Несмотря на всю заурядность церемонии выпуска и то, что он многократно в ней участвовал в Центральной школе, у Джека Леви чуть не выступают слезы. Все начинается с «Пышной и торжественной церемонии» и величавого прохода выпускников в развевающихся черных одеяниях и лихо сидящих на голове академических шапочках с квадратом наверху и заканчивается парадом по пять человек в ряд — бойким, веселым, приветствуемым родителями — на заднем дворе под музыку «Марш полковника Боги» и «Когда святые пройдут маршем». Даже самый бунтарски настроенный и непокорный ученик, даже те, у кого на шляпе белой липкой лентой наклеено «Наконец свободен» или к шнуру с кисточкой приколоты бумажные цветы, проникаются атмосферой церемонии окончания учебы и затасканной благостью речей. «Служите Америке», — говорят им. «Займите свое место в мирных армиях демократического предпринимательства. Даже пытаясь преуспеть, относитесь по-доброму к своим коллегам. Несмотря на все скандалы, связанные с недобросовестностью корпораций и коррупцией политических деятелей, чем ежедневно до тошноты приводят нас в уныние средства массовой информации, думайте об общем благе. Теперь для вас начинается реальная жизнь, — сообщают им. — Рай общественного образования закрыл садовую калитку». «Сад зубрежки, — размышляет Леви, — для тупых невежд, где злобных и невежественных больше, чем застенчивых и послушных, и тем не менее это сад, где произрастают сорняки надежды, наспех посаженный и плохо ухоженный рассадник того, чем хочет быть эта нация. Не обращай внимания на вооруженных полицейских, размещенных тут и там в конце аудитории, и на металлические детекторы у каждого незапертого и не находящегося на цепочке входа. Смотри вместо этого на выпускников, как, улыбаясь и волнуясь, они держатся, как аплодируют, не забывая никого, даже самых тупых и нерадивых, как проходят по сцене, потом под авансценой в шотландском стиле, потом между клумбами цветов и пальмами в горшках, чтобы получить диплом из рук элегантного Нэта Джефферсона, главы школьной системы Нью-Проспекта, в то время как их фамилии произносит нараспев в микрофон нынешний директор школы крошечная Айрин Цуцурас. Разнообразию имен вторит разнообразие обуви, выглядывающей из-под подпрыгивающих подолов их одеяний, когда они проходят в истоптанных кроссовках, или выступают на высоких тонких каблуках, или идут, шаркая, в свободных сандалиях».

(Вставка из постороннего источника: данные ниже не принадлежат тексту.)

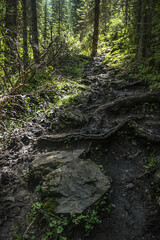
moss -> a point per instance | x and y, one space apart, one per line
49 205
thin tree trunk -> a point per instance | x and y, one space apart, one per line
45 20
25 42
96 28
11 18
35 42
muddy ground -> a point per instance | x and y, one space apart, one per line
117 121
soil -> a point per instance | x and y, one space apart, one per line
117 121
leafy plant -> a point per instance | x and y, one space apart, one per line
151 165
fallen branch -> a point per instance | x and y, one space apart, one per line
129 101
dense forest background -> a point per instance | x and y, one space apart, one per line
40 38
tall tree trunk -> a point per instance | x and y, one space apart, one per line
25 42
11 18
96 28
35 42
144 45
45 21
11 35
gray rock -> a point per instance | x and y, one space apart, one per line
74 184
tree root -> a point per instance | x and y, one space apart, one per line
129 101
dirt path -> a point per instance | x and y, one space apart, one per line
118 122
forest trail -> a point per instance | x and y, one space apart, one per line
117 122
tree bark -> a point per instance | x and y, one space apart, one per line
45 21
96 28
145 32
25 42
11 18
35 42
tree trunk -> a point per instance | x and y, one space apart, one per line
145 32
96 28
11 18
45 21
25 42
35 41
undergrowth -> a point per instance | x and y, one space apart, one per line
45 91
44 224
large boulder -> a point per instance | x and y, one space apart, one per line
74 183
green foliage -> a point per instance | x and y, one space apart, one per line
151 165
60 227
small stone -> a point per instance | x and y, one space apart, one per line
10 199
130 186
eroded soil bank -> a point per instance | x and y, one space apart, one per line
117 122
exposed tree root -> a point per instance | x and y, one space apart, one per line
148 97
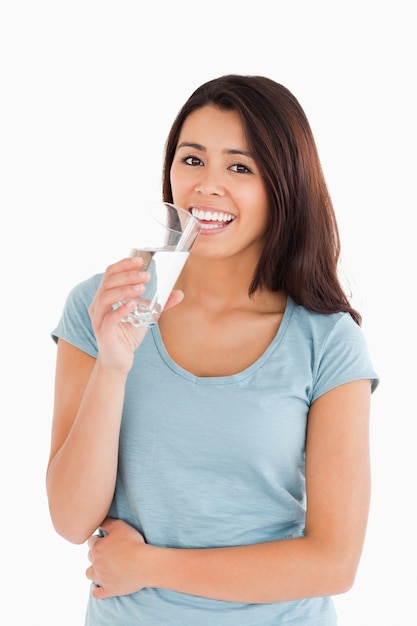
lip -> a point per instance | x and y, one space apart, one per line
212 225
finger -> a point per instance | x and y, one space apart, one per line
98 592
91 540
90 573
175 298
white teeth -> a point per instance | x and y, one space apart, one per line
212 216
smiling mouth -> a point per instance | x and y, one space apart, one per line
210 220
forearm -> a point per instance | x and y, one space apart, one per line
81 476
271 572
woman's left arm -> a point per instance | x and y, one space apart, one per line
322 563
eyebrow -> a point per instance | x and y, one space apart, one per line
201 148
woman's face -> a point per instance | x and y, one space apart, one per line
214 176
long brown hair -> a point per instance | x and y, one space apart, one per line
302 247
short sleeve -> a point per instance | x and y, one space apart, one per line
343 358
75 324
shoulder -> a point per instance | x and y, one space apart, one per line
321 328
335 345
75 324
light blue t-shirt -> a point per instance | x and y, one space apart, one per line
219 461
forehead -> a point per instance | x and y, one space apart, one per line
211 126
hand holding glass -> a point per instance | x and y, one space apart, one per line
166 235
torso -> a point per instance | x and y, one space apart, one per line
223 343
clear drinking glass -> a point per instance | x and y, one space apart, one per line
165 237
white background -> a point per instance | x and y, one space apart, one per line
88 93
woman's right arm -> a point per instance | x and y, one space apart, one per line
82 467
89 396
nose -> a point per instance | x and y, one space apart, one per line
209 183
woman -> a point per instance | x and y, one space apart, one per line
224 452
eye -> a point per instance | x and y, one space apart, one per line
191 160
239 168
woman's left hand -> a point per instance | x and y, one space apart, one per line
115 560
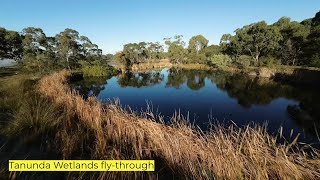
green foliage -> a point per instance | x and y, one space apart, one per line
96 68
197 44
10 44
269 61
177 54
244 61
135 53
315 60
219 61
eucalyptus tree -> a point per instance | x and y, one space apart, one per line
155 50
88 49
10 44
68 45
176 51
34 41
312 46
294 36
259 39
232 46
197 43
195 49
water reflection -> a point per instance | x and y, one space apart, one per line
90 86
130 79
235 97
195 78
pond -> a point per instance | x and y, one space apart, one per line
212 96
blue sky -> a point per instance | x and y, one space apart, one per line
110 24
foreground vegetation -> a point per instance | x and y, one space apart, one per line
180 150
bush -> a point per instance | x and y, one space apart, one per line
244 61
219 61
98 70
269 62
315 61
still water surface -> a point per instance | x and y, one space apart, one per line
210 96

Джеку Леви начинает не хватать воздуха. Как стараются человеческие существа, как им хочется угодить! Евреи Европы, одевающиеся в свои лучшие одежды, чтобы пройти маршем в лагеря смерти. Ученики мужского и женского пола, ставшие вдруг мужчинами и женщинами, пожимают натренированную руку Нэта Джефферсона, чего они раньше никогда не делали и никогда больше не будут делать. Широкоплечий черный администратор, мастер плавать по волнам местной политики, когда власть в итоге голосования перешла от белых к черным, а теперь к испаноязычным, освежает свою улыбку для каждого выпускника, выказывая, на взгляд Джека Леви, особую благосклонность к белым выпускникам, которые составляют здесь заметное большинство. «Благодарю за то, что оставались с нами, — как бы говорит его долгое теплое рукопожатие. — Мы сделаем Америку (Нью-Проспект) объектом работы Центральной школы». В середине, казалось, бесконечного списка Айрин читает:

— Ахмад Ашмави Маллой.

Юноша выходит, высокий, но не неуклюжий, элегантно, не переигрывая, исполняет свою роль, держась с достоинством, чтобы, подобно некоторым, не подыгрывать своим сторонникам в аудитории взмахами руки или хихиканьем. Сторонников у него мало — раздаются лишь редкие хлопки. Сидя в первом ряду между двумя другими преподавателями, Леви костяшками пальцев незаметно смахивает слезы, вдруг побежавшие вдоль обеих сторон его носа.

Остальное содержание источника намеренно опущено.